# how's her conformation?



## scannergirl (Feb 17, 2008)

This is my 15 week old puppy, Lucy. What do you think of her?


----------



## DianaM (Jan 5, 2006)

Very small photos, but I love her rear angulation, her shoulder, her bone, her head, her topline, she looks just wonderful. Proportions seem just right, angles just right, tail maybe could be longer but she is a beaut! You should be proud to own her! Is she a working prospect? Will you show her in the German shows to get rated? What are her lines?


----------



## scannergirl (Feb 17, 2008)

The best thing about her is her temperment. She's awesome- confident, tolerant and as easygoing as they come. Nothing rattles her.
I'm so ignorant I don't know how to answer the question about her lines, so I'll give you the info from her papers. Her dam is Contessa Vom Kraftwerk and her sire is Boris Van Kraftwerk. I met both these dogs and they are wonderful. Their parents are working Schutzund dogs. Does that help? I have a three generation pedigree if you need more names- again, sorry for my ignorance. 
My plan for her is to take obedience as far as we can. I need to learn all about the German shows- I want to join a breed club but am just a little out in the middle of nowhere- I drive 90 minutes for puppy class once a week. But I do feel like she has potential, and I want to take it as far as we can.


----------



## DianaM (Jan 5, 2006)

Huh, tried to look them up in the GSD pedigree database but can't find either the sire nor dam.

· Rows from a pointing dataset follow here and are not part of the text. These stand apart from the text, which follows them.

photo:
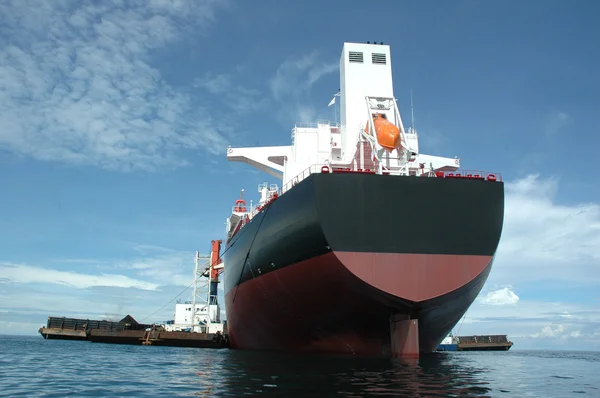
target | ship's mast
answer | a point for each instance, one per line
(199, 285)
(412, 112)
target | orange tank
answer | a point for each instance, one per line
(388, 135)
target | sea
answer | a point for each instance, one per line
(33, 367)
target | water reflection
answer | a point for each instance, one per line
(274, 374)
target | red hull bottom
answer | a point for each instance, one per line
(347, 303)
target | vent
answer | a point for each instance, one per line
(377, 58)
(355, 56)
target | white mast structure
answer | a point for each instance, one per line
(201, 294)
(366, 88)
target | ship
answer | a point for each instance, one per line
(367, 246)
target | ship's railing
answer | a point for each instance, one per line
(312, 125)
(470, 174)
(242, 209)
(323, 168)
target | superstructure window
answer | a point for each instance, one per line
(378, 58)
(355, 56)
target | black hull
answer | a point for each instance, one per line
(329, 216)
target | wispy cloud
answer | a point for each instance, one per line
(543, 240)
(294, 78)
(20, 273)
(77, 83)
(232, 92)
(544, 244)
(504, 296)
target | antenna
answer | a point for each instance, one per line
(412, 113)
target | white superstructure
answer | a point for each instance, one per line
(366, 93)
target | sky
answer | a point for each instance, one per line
(115, 117)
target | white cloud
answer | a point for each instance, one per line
(77, 83)
(20, 273)
(546, 241)
(503, 296)
(231, 93)
(293, 80)
(544, 244)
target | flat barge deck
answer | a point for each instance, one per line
(127, 331)
(495, 342)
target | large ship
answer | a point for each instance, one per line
(369, 247)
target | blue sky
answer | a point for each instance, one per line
(115, 118)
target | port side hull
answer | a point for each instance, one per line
(324, 266)
(319, 305)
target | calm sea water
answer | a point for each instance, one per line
(34, 367)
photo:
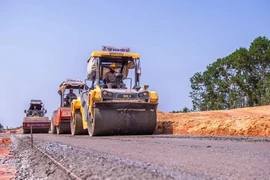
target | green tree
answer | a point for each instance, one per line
(240, 79)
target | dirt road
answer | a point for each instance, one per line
(148, 157)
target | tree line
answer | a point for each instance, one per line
(238, 80)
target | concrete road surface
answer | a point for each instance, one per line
(162, 156)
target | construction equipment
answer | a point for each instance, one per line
(116, 110)
(35, 117)
(60, 120)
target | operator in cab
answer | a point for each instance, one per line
(110, 77)
(34, 111)
(70, 96)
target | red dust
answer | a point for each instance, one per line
(254, 121)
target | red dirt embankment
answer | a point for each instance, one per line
(6, 172)
(254, 121)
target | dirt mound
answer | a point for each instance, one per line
(6, 171)
(253, 121)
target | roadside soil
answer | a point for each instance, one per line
(7, 170)
(254, 121)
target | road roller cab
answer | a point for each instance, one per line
(35, 117)
(123, 107)
(60, 120)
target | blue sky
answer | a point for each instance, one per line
(44, 42)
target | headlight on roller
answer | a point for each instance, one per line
(143, 94)
(106, 93)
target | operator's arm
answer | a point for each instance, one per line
(105, 80)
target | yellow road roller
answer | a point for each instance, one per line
(115, 103)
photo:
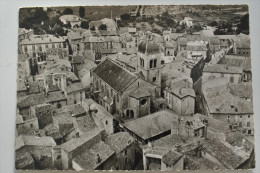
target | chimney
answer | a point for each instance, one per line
(178, 147)
(205, 122)
(98, 158)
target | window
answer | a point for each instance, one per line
(162, 61)
(155, 63)
(151, 63)
(231, 79)
(143, 101)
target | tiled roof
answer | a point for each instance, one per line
(74, 143)
(139, 93)
(220, 101)
(119, 141)
(225, 153)
(171, 158)
(149, 47)
(152, 125)
(242, 90)
(114, 75)
(86, 124)
(42, 40)
(34, 141)
(75, 109)
(88, 160)
(222, 68)
(75, 87)
(183, 92)
(36, 99)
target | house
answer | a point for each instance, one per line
(24, 33)
(198, 48)
(36, 46)
(112, 85)
(97, 157)
(26, 122)
(151, 127)
(221, 104)
(239, 61)
(61, 53)
(125, 150)
(71, 19)
(167, 153)
(187, 21)
(223, 154)
(76, 146)
(180, 100)
(103, 119)
(232, 73)
(39, 148)
(130, 30)
(55, 99)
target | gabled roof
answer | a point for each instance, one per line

But I guess this means she's a Kraftwerk dog! She looks like a beaut and I hope she is everything you want from a dog.


----------



## scannergirl (Feb 17, 2008)

My breeder got the pair directly from Kraftwerk. 
I will look up the names further back and see what I can learn.


----------



## DianaM (Jan 5, 2006)

Ahhhhh gotcha! Interesting! Keep us posted on her progress and get some better photos up.


----------



## scannergirl (Feb 17, 2008)

Contessa's parents
Cruger the Boom Vom Kraftwerk
Maika Vom Thielenhof

Boris's parents

Rabauke Vom Braunschweiger Wappen
Hanni Vom Guzzi-Stall


Looks like everybody in the pedigree is titled. I really don't understand what it all means but it can't be a bad thing, right?


----------



## Brightelf (Sep 5, 2001)

ou have a SUPER puppy! Very good bloodlines, intelligent, healthy. Strong bones on her-- beautiful girl. I love her head and expression!


----------



## DianaM (Jan 5, 2006)

> Quote:I really don't understand what it all means but it can't be a bad thing, right?

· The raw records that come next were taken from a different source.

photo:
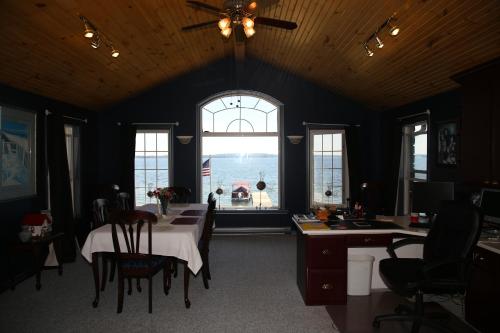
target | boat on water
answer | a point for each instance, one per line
(241, 191)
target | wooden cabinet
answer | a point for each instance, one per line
(480, 125)
(482, 308)
(322, 265)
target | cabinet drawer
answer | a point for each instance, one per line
(486, 260)
(326, 286)
(327, 252)
(369, 240)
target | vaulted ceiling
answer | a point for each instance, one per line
(43, 49)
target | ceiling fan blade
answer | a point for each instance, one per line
(200, 25)
(275, 23)
(204, 6)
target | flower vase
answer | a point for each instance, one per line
(164, 206)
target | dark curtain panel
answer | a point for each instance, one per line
(354, 162)
(127, 155)
(392, 175)
(60, 189)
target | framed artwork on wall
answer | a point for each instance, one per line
(447, 143)
(17, 153)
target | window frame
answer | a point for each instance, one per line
(169, 131)
(279, 133)
(310, 166)
(408, 169)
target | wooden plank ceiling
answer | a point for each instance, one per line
(44, 51)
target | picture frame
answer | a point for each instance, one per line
(17, 153)
(447, 143)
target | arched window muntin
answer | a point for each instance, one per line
(241, 123)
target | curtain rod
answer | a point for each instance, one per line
(135, 124)
(47, 112)
(305, 123)
(427, 112)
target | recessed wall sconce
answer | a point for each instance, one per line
(295, 139)
(184, 139)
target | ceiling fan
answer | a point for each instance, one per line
(238, 15)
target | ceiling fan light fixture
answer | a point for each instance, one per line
(249, 32)
(393, 29)
(226, 32)
(114, 52)
(369, 52)
(247, 23)
(224, 23)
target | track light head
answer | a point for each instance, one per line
(369, 52)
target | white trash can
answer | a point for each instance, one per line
(359, 274)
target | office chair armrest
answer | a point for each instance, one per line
(403, 242)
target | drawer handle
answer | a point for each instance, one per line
(327, 286)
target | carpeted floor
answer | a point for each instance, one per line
(253, 289)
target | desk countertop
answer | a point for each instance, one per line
(399, 220)
(492, 245)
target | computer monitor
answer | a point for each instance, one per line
(490, 205)
(428, 196)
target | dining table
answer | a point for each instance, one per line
(175, 234)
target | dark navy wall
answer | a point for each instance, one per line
(303, 101)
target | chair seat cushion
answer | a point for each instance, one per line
(402, 275)
(143, 264)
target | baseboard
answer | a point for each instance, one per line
(224, 231)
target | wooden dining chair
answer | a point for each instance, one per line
(100, 213)
(123, 200)
(130, 262)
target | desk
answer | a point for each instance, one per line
(322, 257)
(180, 241)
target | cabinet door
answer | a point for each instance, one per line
(475, 135)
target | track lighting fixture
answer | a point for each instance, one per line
(96, 37)
(369, 52)
(393, 31)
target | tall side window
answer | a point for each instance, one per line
(152, 163)
(328, 171)
(240, 146)
(72, 133)
(414, 161)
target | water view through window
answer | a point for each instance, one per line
(240, 147)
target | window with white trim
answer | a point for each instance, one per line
(240, 146)
(414, 157)
(328, 171)
(152, 163)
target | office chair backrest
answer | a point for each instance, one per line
(454, 233)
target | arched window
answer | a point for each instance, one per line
(240, 146)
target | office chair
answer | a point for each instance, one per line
(444, 268)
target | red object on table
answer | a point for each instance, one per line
(35, 219)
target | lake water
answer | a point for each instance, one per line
(229, 169)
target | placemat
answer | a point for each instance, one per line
(193, 212)
(185, 220)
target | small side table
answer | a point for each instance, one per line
(38, 246)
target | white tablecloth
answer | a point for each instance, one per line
(180, 241)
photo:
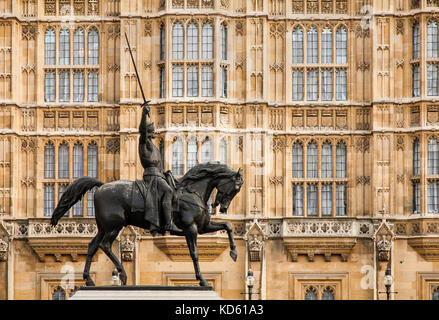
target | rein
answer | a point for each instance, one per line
(195, 204)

Unless you find your pup a full time job, it'll be a bad thing.... but in a very good way.







You are going to have your hands FULL! She has great potential, that's for sure. Consider schutzhund, please?


----------



## DianaM (Jan 5, 2006)

The above photos don't do squat for justice. I saw a larger version of the last posted photo, and my goodness- the bone and the paws are amazing. If her ability will be anything like her structure, she'll be a heck of a dog.

And yes, schutzhund.







Please?


----------



## lars0997 (Oct 9, 2004)

> Originally Posted By: DianaM
> Unless you find your pup a full time job, it'll be a bad thing....

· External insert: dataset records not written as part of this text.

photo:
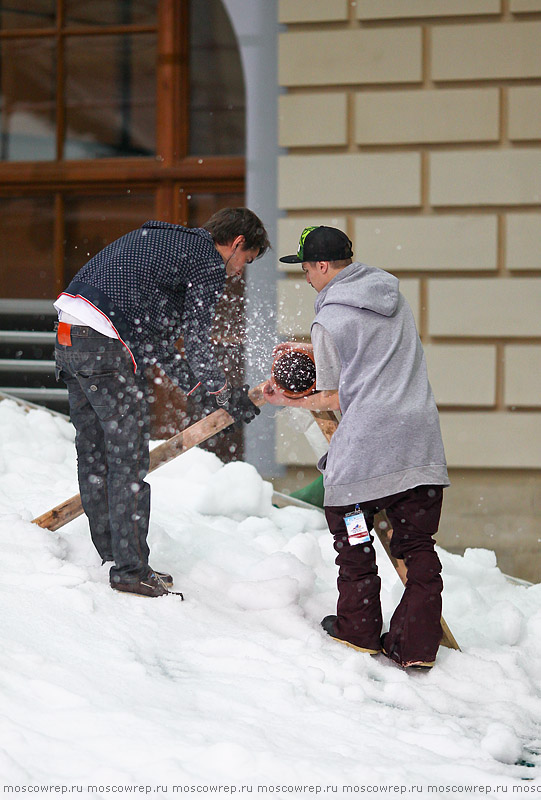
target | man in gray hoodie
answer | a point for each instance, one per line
(387, 452)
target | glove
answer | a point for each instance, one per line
(235, 400)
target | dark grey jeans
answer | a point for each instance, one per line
(109, 409)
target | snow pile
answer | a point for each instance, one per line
(238, 685)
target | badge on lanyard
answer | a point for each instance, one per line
(356, 527)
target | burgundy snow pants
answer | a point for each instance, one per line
(415, 630)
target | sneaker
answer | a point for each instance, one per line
(165, 578)
(416, 665)
(328, 624)
(150, 586)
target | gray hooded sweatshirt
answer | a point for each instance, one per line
(389, 438)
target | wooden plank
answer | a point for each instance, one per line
(328, 423)
(192, 436)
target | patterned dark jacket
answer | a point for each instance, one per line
(156, 284)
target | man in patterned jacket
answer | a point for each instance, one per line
(123, 312)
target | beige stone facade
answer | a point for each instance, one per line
(415, 125)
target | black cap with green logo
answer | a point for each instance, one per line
(321, 243)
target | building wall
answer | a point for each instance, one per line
(415, 125)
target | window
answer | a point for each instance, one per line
(111, 113)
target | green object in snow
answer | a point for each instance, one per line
(313, 493)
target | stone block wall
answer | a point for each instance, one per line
(415, 125)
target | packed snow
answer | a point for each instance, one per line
(237, 690)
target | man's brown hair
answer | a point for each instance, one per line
(228, 223)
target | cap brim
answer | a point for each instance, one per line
(291, 259)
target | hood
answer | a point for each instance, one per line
(361, 286)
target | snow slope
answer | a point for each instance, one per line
(238, 686)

I'm going to have to disagree with this one. A well bred working lines GSD can be perfectly happy in an active pet home.

Not discounting Schutzhund.... we have two dogs that we are training in schutzhund, but I don't think that people should be spreading that a working lines dog can't be happy in an active pet home. When I was looking for a companion GSD, I was looking for a working line GSD, because I feel that they are the closest to what a GSD should be. We just fell into Schutzhund with them. I have two and they are both balanced and would be happy in active pet homes.

Now a lazy pet home with no leadership.... then a cat or fish is in order.

Very cute pup.

Mandy


----------



## DianaM (Jan 5, 2006)

> Quote:I'm going to have to disagree with this one. A well bred working lines GSD can be perfectly happy in an active pet home.


Joke, Mandy.







Those with high energy dogs that NEED to learn and be active will lament that they "drive us crazy," but we all know we wouldn't give them up for anything! I wish mine had more in him... except when he's having a nuts day, then it's the opposite.


----------



## scannergirl (Feb 17, 2008)

Took some new ones of her- she's changing so fast! Heres a link Lucy 5 months


----------



## DianaM (Jan 5, 2006)

She just keeps getting better. Can you be convinced to take her to a schutzhund club to see what she's got?


----------



## scannergirl (Feb 17, 2008)

I've done it, and am now hopelessly addicted to it. She's doing quite well, and having a blast. The trainer likes her a whole lot and tells me she'll have no trouble going to SchH3 if we want to.
I took your advice.








Thanks for getting us started.


----------



## DianaM (Jan 5, 2006)

Wooo!









And if anything ever happens that you can't keep her, you know where to find me....


----------